The Medicare coverage decision, issued Wednesday evening after a nearly three-month delay, removes several requirements that some had feared would limit access to the cell therapies, while also allowing for some off-label use.
A long-awaited decision on coverage of CAR-T cell therapies in cancer under Medicare has finally arrived.
The Centers for Medicare and Medicaid Services said Wednesday evening that it had issued its decision for CAR-Ts, making the immunotherapy treatments available to Medicare beneficiaries nationwide. It addresses a longstanding dilemma, whereby CAR-Ts were covered under Medicare in a more haphazard way, without a consistent policy in place, while also broadening coverage.

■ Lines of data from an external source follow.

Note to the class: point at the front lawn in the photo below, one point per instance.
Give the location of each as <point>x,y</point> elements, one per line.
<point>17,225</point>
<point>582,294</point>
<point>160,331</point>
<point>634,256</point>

“Today’s coverage decision provides consistent and predictable patient access nationwide,” CMS Administrator Seema Verma said in a statement. “CMS will work closely with our sister agencies to monitor outcomes for Medicare patients receiving this innovative therapy going forward.”
Currently, two Food and Drug Administration-approved CAR-Ts are on the market: Novartis’ Kymriah (tisagenlecleucel), for acute lymphoblastic leukemia in children and young adults and adult diffuse large B-cell lymphoma; and Gilead Sciences’ Yescarta (axicabtagene ciloleucel), for adult DLBCL only.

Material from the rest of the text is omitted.